Pharmaceutical drug addiction causing massive increase in crime

by Ethan A. Huff, staff writer

(NaturalNews) It used to be that thieves targeted wealthy homes filled with expensive things like jewelry to rob, but according to officials, a new kind of thief is on the loose: the pharmaceutical drug addict. They say prescription drugs like opiate painkillers are responsible for causing a widespread increase in crime against sick and elderly people whose medicine cabinets are loaded with legal narcotics.

The problem has gotten so out of control that the Drug Enforcement Administration (DEA) recently held a nationwide drug take-back day in which citizens were encouraged to take their old and unused pharmaceutical drugs to one of 4,000 drop-off points to be properly disposed of.

"We're seeing people desperately and aggressively trying to get their hands on these pills," Janet T. Mills, the attorney general in Maine, is cited as saying in a recent New York Times piece. "Home invasions, robberies, assaults, homicides, thefts -- all kinds of crimes are being linked to prescription drugs."

According to recent reports, a masked man forcibly entered the home of a 77-year-old Maine woman and proceeded to knock her to the ground, stealing her Oxycontin pills at knifepoint. And in Massachusetts, a similar event took place when three armed men broke into a home, tied up the owner's hands and feet with duct tape, and ravaged the home in search of Oxycontin.

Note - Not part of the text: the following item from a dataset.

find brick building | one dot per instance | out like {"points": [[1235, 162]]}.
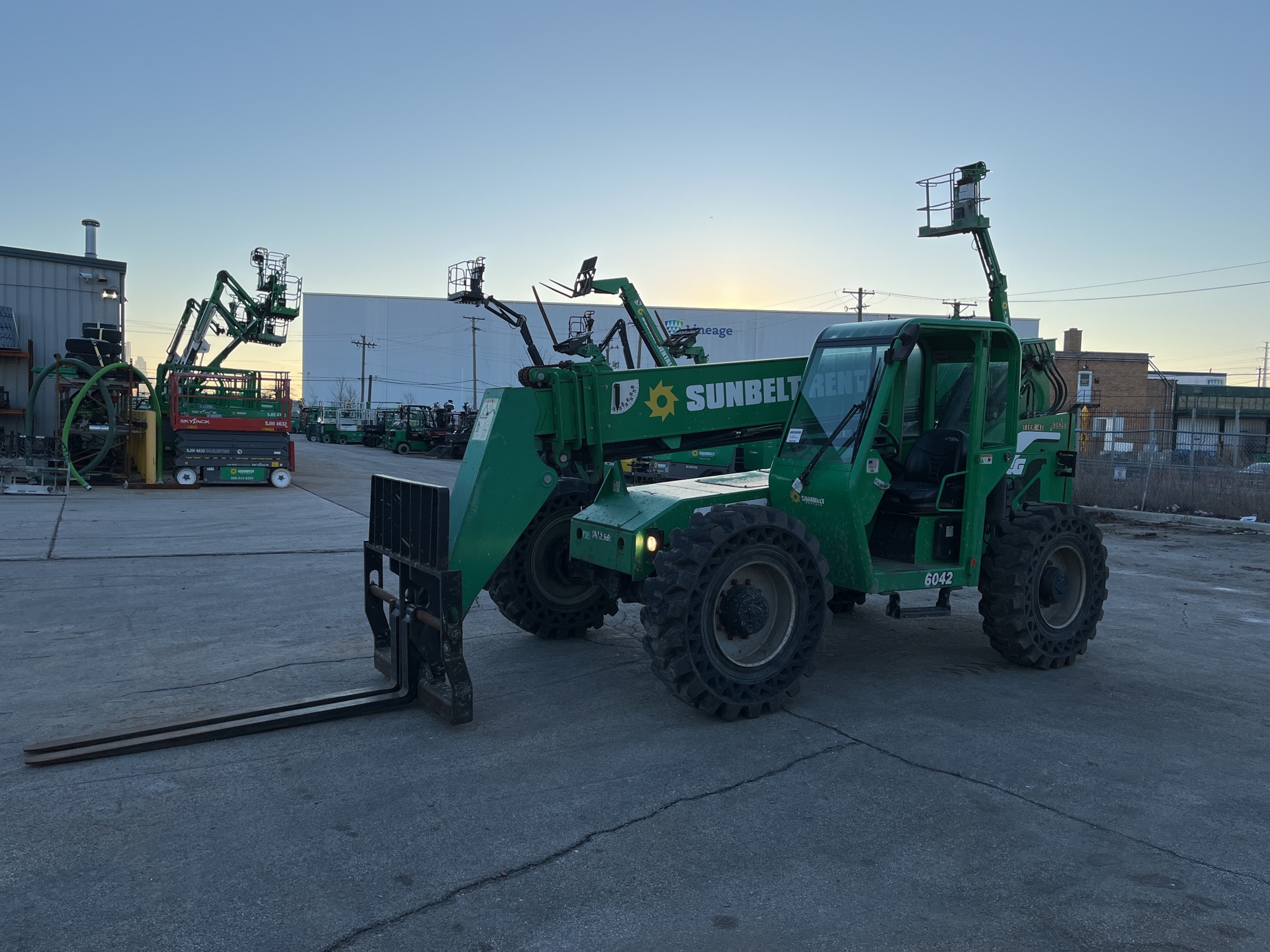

Desperate addicts have even gone so far as to pose as potential home buyers at open houses, where they proceed to the nearest medicine cabinet to snatch whatever they can find.

"One will distract the realtor while the other goes and trifles through the medicine cabinet looking for pain medication," explained Matthew Murphy, assistant special agent in charge of the DEA's New England field division in Boston.

Officials are urging members of the public to properly dispose of any expired, unused or unneeded medicines as soon as possible to avoid becoming victims of pharmaceutical crimes.